The packaging machinery market in Mexico is experiencing significant growth due to several critical factors that are influencing consumer packaged goods (CPG) companies to invest in advanced packaging solutions. Below are the five key drivers behind these investment decisions:

  1. Capacity Expansion and Increased Demand The rising demand for food and beverage products is a primary factor driving investments in new packaging machinery. Companies are expanding their production lines and acquiring specialized equipment to enhance production capacity and eliminate bottlenecks. This investment surge is evidenced by the fact that many companies reported a 5% to 40% increase in machinery investments in 2023. The growing domestic and international demand, supported by government financial assistance programs, is further fueling this trend.
  2. Replacement or Modernization of Obsolete Machinery To stay competitive and improve operational efficiency, more than half of the CPG companies in Mexico are modernizing their equipment. The replacement of outdated machinery with advanced imported technologies is a strategic move to enhance production reliability and meet the evolving demands of the market. This modernization is essential for companies aiming to maintain their competitiveness in a rapidly changing environment.
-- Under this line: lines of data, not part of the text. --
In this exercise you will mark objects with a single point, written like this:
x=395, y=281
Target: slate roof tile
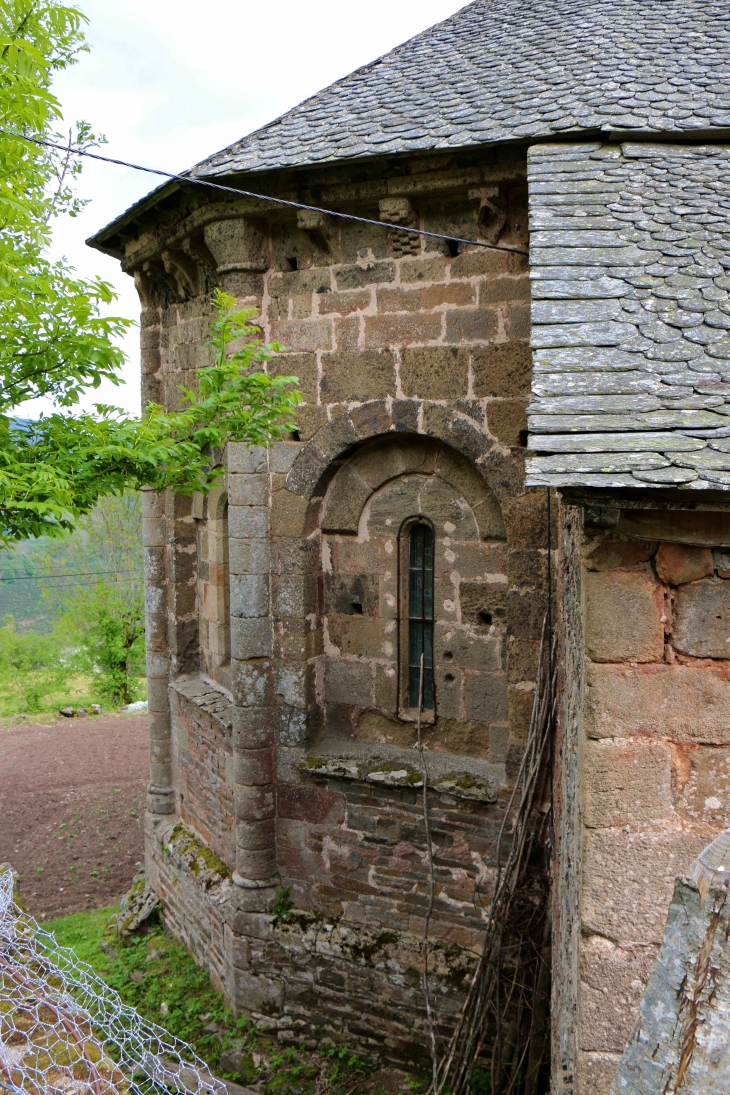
x=500, y=69
x=593, y=375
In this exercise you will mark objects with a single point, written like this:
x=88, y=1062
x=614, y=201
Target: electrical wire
x=190, y=180
x=76, y=574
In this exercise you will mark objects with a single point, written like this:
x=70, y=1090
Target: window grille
x=420, y=613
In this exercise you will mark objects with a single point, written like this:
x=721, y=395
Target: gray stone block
x=702, y=619
x=247, y=521
x=248, y=556
x=250, y=595
x=246, y=459
x=251, y=638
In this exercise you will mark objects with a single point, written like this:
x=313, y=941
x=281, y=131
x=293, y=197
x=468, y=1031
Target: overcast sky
x=172, y=81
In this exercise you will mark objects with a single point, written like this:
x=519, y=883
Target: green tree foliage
x=101, y=602
x=56, y=343
x=32, y=667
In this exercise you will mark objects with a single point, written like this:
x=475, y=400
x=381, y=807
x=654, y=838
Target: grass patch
x=155, y=975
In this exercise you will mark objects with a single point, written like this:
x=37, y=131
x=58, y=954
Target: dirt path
x=71, y=809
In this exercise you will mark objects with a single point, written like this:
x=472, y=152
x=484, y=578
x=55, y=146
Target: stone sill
x=209, y=696
x=391, y=767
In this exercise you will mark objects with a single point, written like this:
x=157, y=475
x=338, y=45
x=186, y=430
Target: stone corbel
x=401, y=211
x=317, y=226
x=493, y=214
x=184, y=271
x=236, y=245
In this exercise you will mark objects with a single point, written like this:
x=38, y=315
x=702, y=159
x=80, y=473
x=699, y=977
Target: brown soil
x=71, y=809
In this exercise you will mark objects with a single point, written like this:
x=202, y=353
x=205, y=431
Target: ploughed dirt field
x=71, y=809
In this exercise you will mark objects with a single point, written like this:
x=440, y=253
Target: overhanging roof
x=630, y=283
x=502, y=70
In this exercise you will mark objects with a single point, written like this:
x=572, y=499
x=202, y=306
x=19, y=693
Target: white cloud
x=172, y=81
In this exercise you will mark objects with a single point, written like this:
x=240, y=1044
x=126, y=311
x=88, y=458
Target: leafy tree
x=55, y=342
x=101, y=601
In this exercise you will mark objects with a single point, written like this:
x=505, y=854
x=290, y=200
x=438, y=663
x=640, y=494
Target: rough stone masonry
x=287, y=611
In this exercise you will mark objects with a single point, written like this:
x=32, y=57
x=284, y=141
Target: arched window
x=420, y=614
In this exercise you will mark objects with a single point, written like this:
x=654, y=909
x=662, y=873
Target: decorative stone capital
x=236, y=245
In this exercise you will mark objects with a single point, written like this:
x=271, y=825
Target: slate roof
x=630, y=284
x=505, y=69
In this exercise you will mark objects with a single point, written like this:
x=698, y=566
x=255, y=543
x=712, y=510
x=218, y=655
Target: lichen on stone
x=207, y=867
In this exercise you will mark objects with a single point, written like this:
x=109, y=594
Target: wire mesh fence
x=64, y=1032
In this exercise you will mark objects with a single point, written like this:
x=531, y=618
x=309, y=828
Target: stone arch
x=322, y=457
x=391, y=457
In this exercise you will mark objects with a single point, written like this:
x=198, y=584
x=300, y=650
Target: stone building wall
x=294, y=767
x=652, y=783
  3. Adoption of Automation The shift towards automation is driven by rising labor costs and regulatory changes. Automation allows companies to reduce reliance on manual labor, thereby lowering operational costs and improving efficiency. The trend is reinforced by advancements in robotics and sensors, which simplify the implementation of automated packaging solutions. As labor costs continue to rise, automation becomes an increasingly attractive option for Mexican companies seeking to optimize their production processes.
  4. Introduction of New Products and SKUs In response to changing consumer preferences and inflationary pressures, CPG manufacturers are launching new products and SKUs, often with a focus on sustainable or cost-effective packaging. This diversification requires investment in versatile and advanced packaging machinery capable of handling a variety of product lines and packaging formats. The shift towards more pre-packaged and value-added products, especially in the food industry, is also driving the need for innovative packaging solutions.
  5. Environmental Policies and Sustainable Packaging Although the emphasis on sustainability has slightly decreased as a primary investment driver, it remains a significant factor. The anticipated approval of the “Ley General de Envases y Contenedores” (General Law on Packaging and Containers) will likely accelerate the adoption of biodegradable and recyclable packaging materials. Companies are preparing for stricter environmental regulations by investing in machinery that supports sustainable packaging practices. Local laws in various states are already setting precedents by banning non-biodegradable plastics and promoting extended producer responsibility (EPR).

These drivers reflect the dynamic nature of the packaging machinery market in Mexico, where companies are proactively investing to meet both current and future challenges. The combination of increased demand, modernization needs, automation, product innovation, and sustainability is shaping the landscape of packaging machinery purchases in the country.